Rasa percaya diriku jatuh ke jurang terdalam. Aku memandangi ketiga rekan guruku. Penuh tanya. Kesal. Malu. Lebih banyak kesal. Kok, bisa salah begini ya? Aku memasukan laptop ke dalam tas diikuti bunyi retsleting yang keras. Aku berdiri siap untuk keluar.

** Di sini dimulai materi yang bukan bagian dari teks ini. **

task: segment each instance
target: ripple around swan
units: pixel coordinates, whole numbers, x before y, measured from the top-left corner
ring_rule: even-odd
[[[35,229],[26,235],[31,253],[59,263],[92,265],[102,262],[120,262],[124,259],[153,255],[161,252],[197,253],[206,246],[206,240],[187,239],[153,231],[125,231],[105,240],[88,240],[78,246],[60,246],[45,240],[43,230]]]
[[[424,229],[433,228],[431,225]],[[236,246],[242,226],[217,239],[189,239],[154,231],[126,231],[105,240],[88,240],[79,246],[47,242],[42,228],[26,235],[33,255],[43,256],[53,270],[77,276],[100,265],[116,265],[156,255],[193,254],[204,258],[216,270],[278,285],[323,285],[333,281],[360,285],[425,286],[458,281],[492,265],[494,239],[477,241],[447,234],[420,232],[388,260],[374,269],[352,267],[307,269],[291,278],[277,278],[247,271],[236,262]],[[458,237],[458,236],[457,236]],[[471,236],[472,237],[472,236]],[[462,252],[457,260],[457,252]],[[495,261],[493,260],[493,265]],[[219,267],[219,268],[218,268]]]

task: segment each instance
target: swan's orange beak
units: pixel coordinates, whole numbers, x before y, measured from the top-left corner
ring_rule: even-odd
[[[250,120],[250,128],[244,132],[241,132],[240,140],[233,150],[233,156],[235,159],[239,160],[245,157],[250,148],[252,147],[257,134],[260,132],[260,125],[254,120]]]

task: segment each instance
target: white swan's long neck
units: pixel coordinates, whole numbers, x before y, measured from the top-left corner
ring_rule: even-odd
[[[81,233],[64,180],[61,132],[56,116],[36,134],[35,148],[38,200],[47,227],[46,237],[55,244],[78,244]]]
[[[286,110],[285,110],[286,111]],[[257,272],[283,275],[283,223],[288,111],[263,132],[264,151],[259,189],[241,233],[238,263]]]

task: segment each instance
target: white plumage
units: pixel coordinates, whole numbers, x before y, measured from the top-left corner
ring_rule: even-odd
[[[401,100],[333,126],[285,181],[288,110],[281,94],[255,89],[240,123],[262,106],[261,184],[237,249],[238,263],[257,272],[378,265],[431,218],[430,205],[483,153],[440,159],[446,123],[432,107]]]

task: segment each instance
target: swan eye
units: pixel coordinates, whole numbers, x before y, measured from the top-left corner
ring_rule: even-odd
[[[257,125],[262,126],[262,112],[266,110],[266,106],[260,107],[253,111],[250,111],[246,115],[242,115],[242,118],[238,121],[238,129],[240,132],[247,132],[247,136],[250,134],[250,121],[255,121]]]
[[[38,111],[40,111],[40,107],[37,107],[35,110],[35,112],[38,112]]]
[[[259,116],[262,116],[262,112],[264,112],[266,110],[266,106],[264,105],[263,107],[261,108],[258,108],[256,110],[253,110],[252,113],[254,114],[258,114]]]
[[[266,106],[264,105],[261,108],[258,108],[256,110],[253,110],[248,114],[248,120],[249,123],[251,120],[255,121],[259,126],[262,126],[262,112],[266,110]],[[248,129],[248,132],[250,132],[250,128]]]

“Biar jo. Nda usah keluar. Kita jo tu di luar. Kita dapangge ngana datang karna torang perlu operator komputer.”
Sial! Ternyata aku disini bukan sebagai orang penting. Tapi sebagai okoi. Pesuruh. Kalau tahu begini, aku tak mau repot-repot berdandan dan berbangga diri. Hanya karena si kepsek tak bisa mengoperasikan komputer, jadi dia berdusta supaya presentasinya akan berjalan mulus. Dusta. Ya dia berdusta. Menurutku, informasi yang tak lengkap adalah dusta. Dia tidak memberitahu dengan jelas tugasku sewaktu kami masih di kampung. Dan yang paling parah adalah aku di dalam ruangan berperan sebagai kepala sekolah. Dan dia tidur-tiduran di mobil berperan sebagai seorang sopir. Sial. Kami harus memeras otak seharian. Sedangkan dia asyik berkelakar dengan orang-orang di luar. Kepala sekolah macam itu. Peret re’e ona!